それまでは母親の愛を取り合って姉妹喧嘩が絶えませんでした。私がいない時の方が仲良く遊べるのに、私がいるとネガティブな行動で注目を浴びようとする子がいる。その姿を見て「きっと辛いだろうな」と感じ、対処法を探す中で出会ったのが「1日10分、その子だけの特別な時間をつくる」という考え方でした。
「10分ならできるかも」と思い、取り入れてみることにしました。
沙織:子どもが複数人いると、なかなか子ども一人ひとりと向き合う時間が取れないですよね。10分間はどうやって過ごすのですか?
舞麻:最初の8分は、100%受け身でその子のやりたいことを一緒にやります。色塗りをしたり、こちょこちょ遊びをしたり、一緒に本を読んだり。残りの2分は「バラとトゲ」というシェアの時間。今日悲しかったこと・辛かったこと・嫌だったことを“トゲ”として、嬉しかったことや楽しかったことを“バラ”として話すんです。
「ママのバラとトゲはなに?」と聞かれた時は、その子に関わる出来事を話しています。
沙織:お子さんたちからは、何をしたいとリクエストされることが多いですか?
舞麻:「Tickle Monster(くすぐりモンスター)」という、私がモンスターになってくすぐる遊びをリクエストされることが多いです。
私はくすぐられるのが大嫌いなので、全然共感できないけど(笑)、子どもたちがゲラゲラ笑っていると、つい私も笑ってしまう。
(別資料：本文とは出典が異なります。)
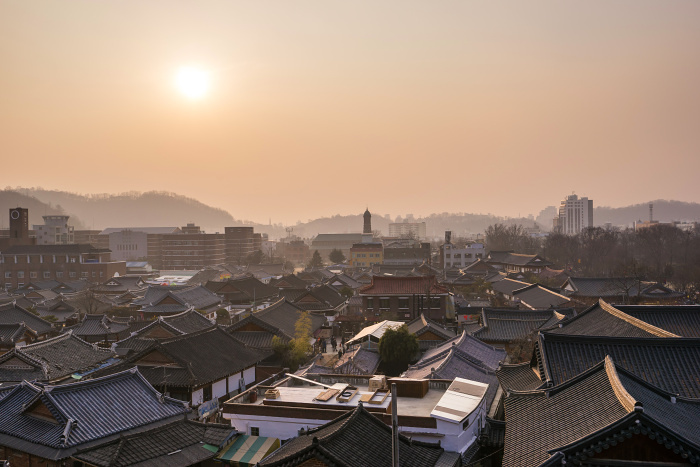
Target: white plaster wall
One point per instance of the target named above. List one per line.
(197, 397)
(218, 389)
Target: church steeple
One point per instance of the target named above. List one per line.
(368, 222)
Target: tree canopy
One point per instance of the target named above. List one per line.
(336, 256)
(397, 347)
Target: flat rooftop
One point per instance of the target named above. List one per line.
(409, 406)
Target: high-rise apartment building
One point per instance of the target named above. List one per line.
(575, 214)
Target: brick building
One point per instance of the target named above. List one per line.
(21, 264)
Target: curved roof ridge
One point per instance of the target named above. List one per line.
(634, 321)
(625, 398)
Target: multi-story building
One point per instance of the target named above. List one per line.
(453, 256)
(192, 250)
(575, 215)
(54, 231)
(240, 242)
(366, 254)
(295, 251)
(21, 264)
(407, 229)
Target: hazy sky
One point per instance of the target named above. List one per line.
(323, 107)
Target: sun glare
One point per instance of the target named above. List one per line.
(192, 82)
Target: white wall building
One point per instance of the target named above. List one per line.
(404, 229)
(452, 256)
(55, 231)
(575, 214)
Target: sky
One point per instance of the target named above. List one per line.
(314, 108)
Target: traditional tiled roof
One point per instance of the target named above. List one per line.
(669, 363)
(508, 286)
(510, 325)
(539, 297)
(11, 333)
(603, 319)
(598, 409)
(422, 325)
(98, 325)
(477, 350)
(193, 359)
(179, 443)
(81, 412)
(682, 320)
(279, 319)
(10, 313)
(288, 281)
(601, 287)
(382, 285)
(520, 377)
(356, 438)
(358, 362)
(62, 356)
(245, 289)
(184, 298)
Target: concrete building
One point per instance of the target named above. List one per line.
(54, 231)
(575, 214)
(407, 229)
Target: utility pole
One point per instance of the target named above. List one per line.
(394, 428)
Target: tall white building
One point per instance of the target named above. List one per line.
(575, 214)
(402, 229)
(55, 231)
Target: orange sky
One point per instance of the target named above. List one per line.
(324, 107)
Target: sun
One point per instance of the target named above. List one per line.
(192, 82)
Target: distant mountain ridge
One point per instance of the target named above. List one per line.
(161, 209)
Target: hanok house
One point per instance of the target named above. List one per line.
(516, 262)
(604, 416)
(179, 443)
(357, 438)
(170, 300)
(144, 333)
(100, 329)
(43, 425)
(278, 320)
(15, 335)
(11, 313)
(199, 367)
(449, 410)
(429, 333)
(505, 328)
(619, 290)
(243, 293)
(55, 360)
(405, 298)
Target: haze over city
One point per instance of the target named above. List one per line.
(292, 111)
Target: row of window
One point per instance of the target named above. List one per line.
(47, 274)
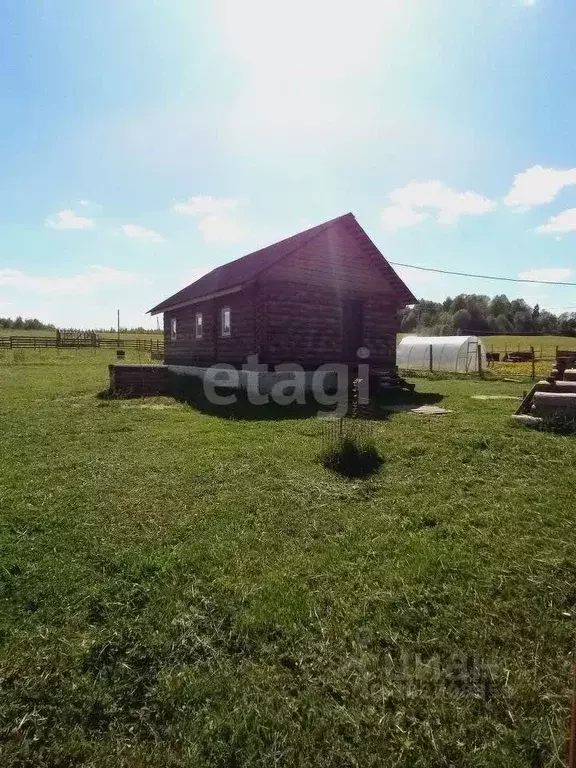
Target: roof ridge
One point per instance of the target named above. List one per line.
(248, 259)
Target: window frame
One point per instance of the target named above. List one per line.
(225, 333)
(198, 326)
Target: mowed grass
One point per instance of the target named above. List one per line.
(182, 589)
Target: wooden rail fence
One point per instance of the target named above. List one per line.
(53, 342)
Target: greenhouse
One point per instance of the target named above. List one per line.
(456, 354)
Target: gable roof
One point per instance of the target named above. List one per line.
(237, 273)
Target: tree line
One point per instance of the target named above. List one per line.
(33, 324)
(476, 314)
(25, 324)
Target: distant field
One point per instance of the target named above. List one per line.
(544, 346)
(182, 588)
(105, 334)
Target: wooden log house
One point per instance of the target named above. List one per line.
(314, 298)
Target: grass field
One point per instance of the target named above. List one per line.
(544, 346)
(104, 334)
(183, 589)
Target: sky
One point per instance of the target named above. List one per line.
(144, 142)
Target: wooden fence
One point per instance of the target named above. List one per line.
(147, 346)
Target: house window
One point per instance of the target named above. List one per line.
(225, 328)
(199, 325)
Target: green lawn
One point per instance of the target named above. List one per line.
(181, 589)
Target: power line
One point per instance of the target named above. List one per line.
(482, 277)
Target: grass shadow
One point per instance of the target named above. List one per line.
(190, 390)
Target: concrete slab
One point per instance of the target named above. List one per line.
(496, 397)
(430, 410)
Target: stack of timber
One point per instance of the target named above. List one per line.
(553, 397)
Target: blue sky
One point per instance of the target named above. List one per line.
(144, 142)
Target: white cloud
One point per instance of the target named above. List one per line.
(95, 278)
(560, 224)
(221, 229)
(205, 205)
(399, 216)
(417, 277)
(538, 185)
(137, 232)
(68, 219)
(547, 274)
(419, 200)
(215, 222)
(307, 70)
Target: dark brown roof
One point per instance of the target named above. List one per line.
(247, 268)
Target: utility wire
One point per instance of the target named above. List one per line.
(482, 277)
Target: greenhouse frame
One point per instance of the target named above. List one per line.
(454, 354)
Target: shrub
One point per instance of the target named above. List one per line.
(349, 448)
(559, 423)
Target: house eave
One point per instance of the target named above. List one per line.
(159, 309)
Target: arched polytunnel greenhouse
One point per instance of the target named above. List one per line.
(454, 354)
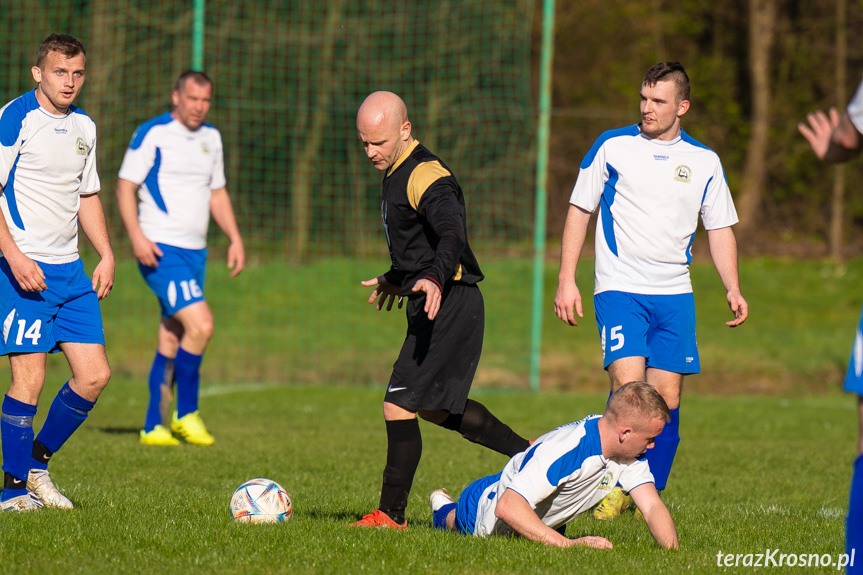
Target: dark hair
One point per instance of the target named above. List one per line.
(200, 78)
(669, 71)
(67, 45)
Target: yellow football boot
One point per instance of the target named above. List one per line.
(613, 505)
(159, 436)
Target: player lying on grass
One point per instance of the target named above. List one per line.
(565, 473)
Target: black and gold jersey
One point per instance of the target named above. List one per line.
(423, 211)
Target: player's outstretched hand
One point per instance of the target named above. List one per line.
(739, 307)
(27, 273)
(591, 541)
(433, 296)
(384, 293)
(820, 130)
(567, 303)
(146, 252)
(103, 277)
(236, 258)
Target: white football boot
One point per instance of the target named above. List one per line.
(27, 502)
(39, 483)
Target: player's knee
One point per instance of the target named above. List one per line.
(102, 377)
(200, 331)
(95, 380)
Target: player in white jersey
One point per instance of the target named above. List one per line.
(49, 188)
(176, 165)
(650, 181)
(838, 138)
(567, 471)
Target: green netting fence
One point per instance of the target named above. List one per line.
(289, 77)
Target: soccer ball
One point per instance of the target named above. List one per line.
(261, 501)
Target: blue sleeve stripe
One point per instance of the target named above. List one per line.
(591, 154)
(530, 453)
(9, 192)
(690, 140)
(152, 182)
(570, 462)
(468, 502)
(13, 117)
(141, 132)
(605, 202)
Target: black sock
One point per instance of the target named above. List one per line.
(477, 424)
(404, 448)
(12, 482)
(40, 452)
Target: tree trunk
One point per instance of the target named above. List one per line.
(762, 27)
(837, 203)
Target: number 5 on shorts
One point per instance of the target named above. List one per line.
(615, 336)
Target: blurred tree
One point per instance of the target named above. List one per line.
(762, 26)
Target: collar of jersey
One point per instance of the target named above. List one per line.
(403, 157)
(661, 142)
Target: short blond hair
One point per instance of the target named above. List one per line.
(637, 402)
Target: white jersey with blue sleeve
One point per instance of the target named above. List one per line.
(176, 169)
(47, 162)
(855, 109)
(650, 193)
(562, 475)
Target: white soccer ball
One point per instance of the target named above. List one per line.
(261, 501)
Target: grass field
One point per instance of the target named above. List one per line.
(292, 389)
(753, 474)
(310, 325)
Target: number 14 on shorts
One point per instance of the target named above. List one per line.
(33, 333)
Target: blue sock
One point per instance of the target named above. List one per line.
(68, 411)
(187, 370)
(161, 372)
(661, 456)
(439, 517)
(16, 428)
(854, 522)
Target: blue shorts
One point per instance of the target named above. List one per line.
(854, 375)
(178, 280)
(37, 322)
(659, 328)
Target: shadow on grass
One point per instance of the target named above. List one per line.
(120, 430)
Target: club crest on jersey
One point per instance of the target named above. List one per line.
(682, 174)
(606, 482)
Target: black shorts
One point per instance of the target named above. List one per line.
(437, 362)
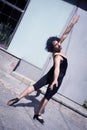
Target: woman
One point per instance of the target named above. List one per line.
(55, 75)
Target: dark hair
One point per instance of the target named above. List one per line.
(49, 46)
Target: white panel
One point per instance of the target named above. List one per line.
(42, 19)
(75, 83)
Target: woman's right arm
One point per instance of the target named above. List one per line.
(68, 29)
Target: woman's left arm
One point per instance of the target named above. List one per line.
(57, 60)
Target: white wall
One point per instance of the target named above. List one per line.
(42, 19)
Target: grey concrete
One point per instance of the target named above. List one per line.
(20, 116)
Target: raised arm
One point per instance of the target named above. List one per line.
(68, 29)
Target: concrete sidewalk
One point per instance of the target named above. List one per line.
(20, 116)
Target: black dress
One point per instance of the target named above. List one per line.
(48, 79)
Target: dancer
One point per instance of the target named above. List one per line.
(54, 76)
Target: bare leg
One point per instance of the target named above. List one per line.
(27, 91)
(42, 106)
(39, 111)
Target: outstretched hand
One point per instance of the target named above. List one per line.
(75, 19)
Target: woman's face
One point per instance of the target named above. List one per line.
(57, 46)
子どもたちはママと一緒に笑える時間が嬉しいのかもしれません。
親は、どうしても子どもの健康や安全、将来のことを真剣に考える時間が多いから、子どもとゲラゲラ笑う機会は意外と少ないですよね。
沙織:私は笑うより、怒っていることの方が多いかも……。
舞麻:ある本で「フィジカルな遊びは子どもの心の安定に良い」と読んだことがあります。一緒に体を動かしたり、遊びながら会話したりする方が、子どもにとって記憶に残りやすいとも言われています。うちは親子で柔術を習っているので、技をかけ合ったりすることもありますよ。
沙織: 10分間の時間は、毎日欠かさず続けているんですか?
舞麻:コンサートに行ったり、外食したり、寝る準備が遅くなる日は「バラとトゲ」だけをやることもあります。
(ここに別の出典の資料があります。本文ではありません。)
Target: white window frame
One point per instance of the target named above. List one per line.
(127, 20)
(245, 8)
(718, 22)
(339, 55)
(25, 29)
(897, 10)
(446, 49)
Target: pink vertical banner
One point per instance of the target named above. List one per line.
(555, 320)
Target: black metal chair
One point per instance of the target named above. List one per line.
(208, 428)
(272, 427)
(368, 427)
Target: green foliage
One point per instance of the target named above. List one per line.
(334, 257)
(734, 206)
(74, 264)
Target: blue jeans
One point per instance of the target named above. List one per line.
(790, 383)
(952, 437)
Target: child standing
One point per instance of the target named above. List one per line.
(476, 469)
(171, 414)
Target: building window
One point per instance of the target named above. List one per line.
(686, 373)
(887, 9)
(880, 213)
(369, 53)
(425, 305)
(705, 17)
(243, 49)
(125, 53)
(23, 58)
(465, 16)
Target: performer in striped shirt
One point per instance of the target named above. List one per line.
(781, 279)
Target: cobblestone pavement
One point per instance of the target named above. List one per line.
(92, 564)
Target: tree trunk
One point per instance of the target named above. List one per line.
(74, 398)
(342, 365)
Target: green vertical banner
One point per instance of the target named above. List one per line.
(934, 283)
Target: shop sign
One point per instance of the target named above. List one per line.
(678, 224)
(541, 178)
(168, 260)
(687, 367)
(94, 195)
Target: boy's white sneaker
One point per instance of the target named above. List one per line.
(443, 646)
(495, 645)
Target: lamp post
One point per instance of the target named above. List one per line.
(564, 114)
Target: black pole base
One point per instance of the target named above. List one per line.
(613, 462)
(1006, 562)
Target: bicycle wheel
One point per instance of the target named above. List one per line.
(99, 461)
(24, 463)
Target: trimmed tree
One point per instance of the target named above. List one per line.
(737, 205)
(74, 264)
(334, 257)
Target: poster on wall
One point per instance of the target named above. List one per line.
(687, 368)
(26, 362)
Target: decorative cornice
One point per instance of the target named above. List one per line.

でも、子どもたちは「ママだけにシェアしたいこと」があるから、忙しい日でもなるべく時間をつくるように心がけています。
沙織:舞麻さんは3人お子さんがいるから、3人分やったら30分。これを毎日継続する。なかなかできないことですよね。
舞麻:もちろん「今日は疲れたし早く寝たいな」という日もあります。正直、精神力を使うから修行みたいに感じる時もあるくらい。でも、もう習慣になってしまったので、やらないと1日が終わった気がしなくて。まるで「歯を磨かずに寝ちゃった時の気持ち悪さ」みたいな感覚です。
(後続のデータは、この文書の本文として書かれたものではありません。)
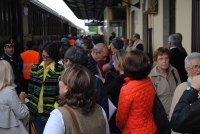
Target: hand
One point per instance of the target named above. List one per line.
(22, 96)
(102, 79)
(195, 83)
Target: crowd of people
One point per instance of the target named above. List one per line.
(84, 85)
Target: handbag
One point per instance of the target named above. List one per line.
(112, 108)
(33, 130)
(75, 122)
(160, 117)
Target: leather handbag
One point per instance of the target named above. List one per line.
(75, 122)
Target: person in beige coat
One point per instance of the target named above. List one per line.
(192, 62)
(12, 106)
(164, 77)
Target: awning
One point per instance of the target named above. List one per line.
(90, 9)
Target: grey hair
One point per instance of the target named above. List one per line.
(191, 56)
(97, 48)
(174, 39)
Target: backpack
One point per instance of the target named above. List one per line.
(160, 117)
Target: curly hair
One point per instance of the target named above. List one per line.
(51, 49)
(80, 83)
(118, 43)
(136, 65)
(160, 51)
(97, 38)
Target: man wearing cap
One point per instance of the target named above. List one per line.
(64, 40)
(28, 58)
(7, 55)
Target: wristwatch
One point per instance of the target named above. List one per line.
(191, 88)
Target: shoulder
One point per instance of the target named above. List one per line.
(9, 90)
(181, 87)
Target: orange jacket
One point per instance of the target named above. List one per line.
(134, 112)
(29, 58)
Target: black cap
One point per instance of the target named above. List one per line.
(9, 43)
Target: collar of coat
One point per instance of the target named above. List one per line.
(155, 71)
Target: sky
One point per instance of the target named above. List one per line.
(61, 8)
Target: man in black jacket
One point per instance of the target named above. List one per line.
(76, 55)
(185, 118)
(177, 57)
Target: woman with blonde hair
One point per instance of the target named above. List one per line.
(12, 107)
(165, 77)
(78, 105)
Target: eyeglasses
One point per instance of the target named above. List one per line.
(45, 57)
(163, 59)
(59, 78)
(195, 67)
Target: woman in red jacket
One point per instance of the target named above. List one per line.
(134, 114)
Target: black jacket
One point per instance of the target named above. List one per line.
(102, 95)
(177, 61)
(186, 115)
(113, 90)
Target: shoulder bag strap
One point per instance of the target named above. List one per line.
(75, 122)
(174, 77)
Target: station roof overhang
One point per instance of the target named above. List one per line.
(90, 9)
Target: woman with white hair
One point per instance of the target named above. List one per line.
(192, 66)
(12, 107)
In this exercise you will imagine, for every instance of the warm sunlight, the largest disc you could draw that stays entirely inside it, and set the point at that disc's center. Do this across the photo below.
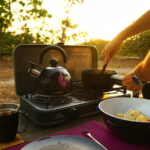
(101, 18)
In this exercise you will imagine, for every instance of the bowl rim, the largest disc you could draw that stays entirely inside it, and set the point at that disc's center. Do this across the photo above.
(123, 119)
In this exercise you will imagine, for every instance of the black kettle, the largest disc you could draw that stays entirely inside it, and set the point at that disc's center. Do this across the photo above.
(53, 79)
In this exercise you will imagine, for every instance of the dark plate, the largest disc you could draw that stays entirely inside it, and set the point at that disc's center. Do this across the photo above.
(63, 142)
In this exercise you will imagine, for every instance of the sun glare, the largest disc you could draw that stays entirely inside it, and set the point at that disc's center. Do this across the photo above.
(101, 18)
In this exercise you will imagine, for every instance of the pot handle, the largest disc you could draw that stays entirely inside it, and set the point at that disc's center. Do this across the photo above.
(117, 78)
(52, 47)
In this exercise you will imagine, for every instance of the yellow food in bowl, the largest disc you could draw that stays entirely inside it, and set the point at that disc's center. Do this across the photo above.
(133, 115)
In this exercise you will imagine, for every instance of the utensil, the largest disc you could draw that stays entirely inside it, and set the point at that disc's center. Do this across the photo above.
(94, 79)
(104, 68)
(129, 130)
(89, 135)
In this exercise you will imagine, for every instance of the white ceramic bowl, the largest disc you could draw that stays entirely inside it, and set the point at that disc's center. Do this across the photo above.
(130, 130)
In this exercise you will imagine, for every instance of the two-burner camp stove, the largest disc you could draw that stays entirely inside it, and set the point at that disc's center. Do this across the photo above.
(47, 110)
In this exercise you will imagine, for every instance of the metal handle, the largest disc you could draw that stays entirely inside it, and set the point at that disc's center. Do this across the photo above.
(49, 48)
(117, 78)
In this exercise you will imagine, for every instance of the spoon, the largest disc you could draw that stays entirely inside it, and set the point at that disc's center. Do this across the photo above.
(104, 68)
(89, 135)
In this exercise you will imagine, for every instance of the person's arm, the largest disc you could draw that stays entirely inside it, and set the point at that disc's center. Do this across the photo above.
(142, 71)
(140, 25)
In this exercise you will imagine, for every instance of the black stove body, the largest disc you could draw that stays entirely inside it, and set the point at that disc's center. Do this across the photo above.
(47, 110)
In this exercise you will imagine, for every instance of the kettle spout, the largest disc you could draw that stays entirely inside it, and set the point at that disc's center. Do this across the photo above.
(33, 71)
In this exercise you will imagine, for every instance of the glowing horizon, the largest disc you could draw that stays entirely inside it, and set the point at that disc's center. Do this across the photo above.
(101, 18)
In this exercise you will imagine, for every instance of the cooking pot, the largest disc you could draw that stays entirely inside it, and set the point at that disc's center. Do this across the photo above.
(53, 79)
(94, 79)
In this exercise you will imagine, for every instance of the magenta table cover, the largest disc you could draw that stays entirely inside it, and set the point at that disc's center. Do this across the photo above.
(100, 132)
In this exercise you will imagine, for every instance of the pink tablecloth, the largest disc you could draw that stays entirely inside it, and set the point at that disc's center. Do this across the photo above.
(100, 132)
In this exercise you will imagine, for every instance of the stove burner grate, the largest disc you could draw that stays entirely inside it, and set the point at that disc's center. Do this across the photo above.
(50, 99)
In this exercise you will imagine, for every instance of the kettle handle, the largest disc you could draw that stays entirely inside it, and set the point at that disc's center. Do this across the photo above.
(61, 50)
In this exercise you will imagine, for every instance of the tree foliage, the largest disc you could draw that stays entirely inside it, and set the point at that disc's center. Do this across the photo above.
(98, 43)
(24, 13)
(137, 45)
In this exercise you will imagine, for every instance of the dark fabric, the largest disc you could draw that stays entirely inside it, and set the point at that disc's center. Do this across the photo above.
(100, 132)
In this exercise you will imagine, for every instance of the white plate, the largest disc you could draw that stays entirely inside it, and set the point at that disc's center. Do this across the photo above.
(63, 142)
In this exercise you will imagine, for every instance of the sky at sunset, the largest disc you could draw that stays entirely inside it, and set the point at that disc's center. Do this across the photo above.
(100, 18)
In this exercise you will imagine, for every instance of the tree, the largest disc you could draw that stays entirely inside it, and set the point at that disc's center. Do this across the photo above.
(67, 30)
(137, 45)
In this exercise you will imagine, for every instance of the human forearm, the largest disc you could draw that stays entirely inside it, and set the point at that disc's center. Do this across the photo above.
(140, 25)
(143, 69)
沙織:我が家も兄妹喧嘩が多いから、子どもそれぞれとの10分間を取り入れたいな。でも、寝る前はいつもバタバタだし、下の娘が待てなさそうな……。
舞麻:寝る前の10分間が難しければ、昼間でも、朝でも、どのタイミングでも大丈夫です。娘たちも10分間を始めた頃は、なかなか待てなかったです。コンコンってノックしてみんな入ってきちゃう。そのたびに「今はスペシャルな時間だから、10分間だけ待っててね」と根気強く伝えました。最初は「また来た……」と思うこともあったけど(笑)。1年経った頃にはちゃんと待てるようになりました。
きっと娘たちにとって、この10分間は本当に大切な時間なんだと思います。だからこそ、自分以外の姉妹がその時間を過ごしている時も、「今は待とう」と尊重できるようになったのかもしれません。
沙織:舞麻さんの一番上のお姉ちゃんは今おいくつですか?
舞麻:中1になる歳です。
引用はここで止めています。